While Hardesty’s academic projects can take several years, marathons move faster: 2 hours, 44 minutes and 10 seconds to be exact. Completing the Toronto Waterfront Marathon in that time made her eligible to try out for the 2020 Olympics.
“I have no shot of making the Olympic team,” Hardesty said with a laugh before the trials, which were held Feb. 29 in Atlanta.
The trials were granted gold status by USA Track and Field; the top three runners from the men’s and women’s categories will go on to Tokyo in 2020.
Hardesty finished 191st out of the 390 women who completed the race, and 361st overall, out 565 runners. She finished in the top 60th percentile, with a time of 2 hours, 48 minutes, and 31 seconds — less than five minutes more than her qualifying time.
Hardesty began running in 2006 for recreational purposes, but she grew more serious about it as a doctoral student at the University of Chicago.
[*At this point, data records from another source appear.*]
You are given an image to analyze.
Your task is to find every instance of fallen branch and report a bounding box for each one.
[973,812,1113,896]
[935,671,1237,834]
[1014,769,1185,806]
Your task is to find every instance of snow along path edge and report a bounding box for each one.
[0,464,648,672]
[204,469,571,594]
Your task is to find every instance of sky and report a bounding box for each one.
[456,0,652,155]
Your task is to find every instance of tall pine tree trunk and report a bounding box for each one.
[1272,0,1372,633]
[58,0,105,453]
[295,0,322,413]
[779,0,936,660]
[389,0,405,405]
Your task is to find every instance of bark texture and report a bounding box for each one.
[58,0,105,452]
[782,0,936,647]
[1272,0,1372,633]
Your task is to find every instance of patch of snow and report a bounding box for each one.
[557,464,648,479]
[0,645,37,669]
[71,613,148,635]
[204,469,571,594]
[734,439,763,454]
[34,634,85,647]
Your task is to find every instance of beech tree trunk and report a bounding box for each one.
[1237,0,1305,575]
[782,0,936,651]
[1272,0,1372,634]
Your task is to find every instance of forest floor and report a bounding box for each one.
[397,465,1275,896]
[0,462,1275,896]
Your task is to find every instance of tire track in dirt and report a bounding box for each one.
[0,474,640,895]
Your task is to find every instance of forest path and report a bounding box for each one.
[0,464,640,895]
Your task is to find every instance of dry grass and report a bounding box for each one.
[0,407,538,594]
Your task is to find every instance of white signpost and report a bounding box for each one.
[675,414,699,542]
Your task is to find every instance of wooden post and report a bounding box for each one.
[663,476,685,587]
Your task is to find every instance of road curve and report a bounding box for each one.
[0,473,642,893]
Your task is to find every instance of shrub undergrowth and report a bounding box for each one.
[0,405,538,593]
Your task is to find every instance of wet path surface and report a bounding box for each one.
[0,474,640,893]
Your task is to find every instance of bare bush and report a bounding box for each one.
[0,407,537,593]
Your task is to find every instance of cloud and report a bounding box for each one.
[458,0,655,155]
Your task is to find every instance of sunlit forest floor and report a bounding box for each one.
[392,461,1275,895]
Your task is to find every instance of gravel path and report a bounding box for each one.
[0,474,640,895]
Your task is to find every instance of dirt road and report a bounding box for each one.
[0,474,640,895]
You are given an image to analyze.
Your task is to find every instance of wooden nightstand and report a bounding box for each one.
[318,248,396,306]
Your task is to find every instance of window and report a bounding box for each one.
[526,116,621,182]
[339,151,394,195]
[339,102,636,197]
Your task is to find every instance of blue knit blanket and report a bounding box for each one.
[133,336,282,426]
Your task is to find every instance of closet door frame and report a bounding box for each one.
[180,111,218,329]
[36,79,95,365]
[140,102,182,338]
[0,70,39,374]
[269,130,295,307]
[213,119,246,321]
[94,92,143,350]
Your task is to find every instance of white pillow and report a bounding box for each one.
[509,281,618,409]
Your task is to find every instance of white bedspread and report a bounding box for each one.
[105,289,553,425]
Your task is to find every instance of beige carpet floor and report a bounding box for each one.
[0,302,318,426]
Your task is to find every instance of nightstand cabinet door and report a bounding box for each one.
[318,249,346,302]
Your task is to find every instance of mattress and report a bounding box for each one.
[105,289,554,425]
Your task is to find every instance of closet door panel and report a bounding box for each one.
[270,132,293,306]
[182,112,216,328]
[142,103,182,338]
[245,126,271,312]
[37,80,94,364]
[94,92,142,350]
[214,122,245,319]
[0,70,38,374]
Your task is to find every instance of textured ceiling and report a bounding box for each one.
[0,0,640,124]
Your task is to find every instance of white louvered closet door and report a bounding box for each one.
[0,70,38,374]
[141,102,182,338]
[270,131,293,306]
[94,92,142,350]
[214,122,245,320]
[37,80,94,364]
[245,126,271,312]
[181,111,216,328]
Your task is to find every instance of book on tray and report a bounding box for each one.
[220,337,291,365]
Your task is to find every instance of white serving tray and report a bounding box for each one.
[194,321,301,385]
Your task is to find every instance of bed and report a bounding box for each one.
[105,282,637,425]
She has been competing since 2008.
She describes her best races as the ones where she begins the race feeling less than ready but reaches a peak around the 20th mile — just when others may begin to fall in their speed. Her efficient use of energy to maintain a strong pace throughout a race is an essential trait among successful marathon runners.
When the weather gets below 20 degrees, or road conditions are too icy, Hardesty trains indoors on a treadmill. She sticks to a cycle of training, resting between marathons, and then slowly working her way back to a competitive level in the weeks before a race.
If you ask Alana Gunn, an assistant professor at University of Illinois at Chicago, Hardesty has always had the dedication of an Olympian.
“She qualified for the Olympic trials one week and got an awesome paper accepted the next!” Gunn says. “That still stands out to me — her ability to support others while also exploring her own diverse talents and ambitions.”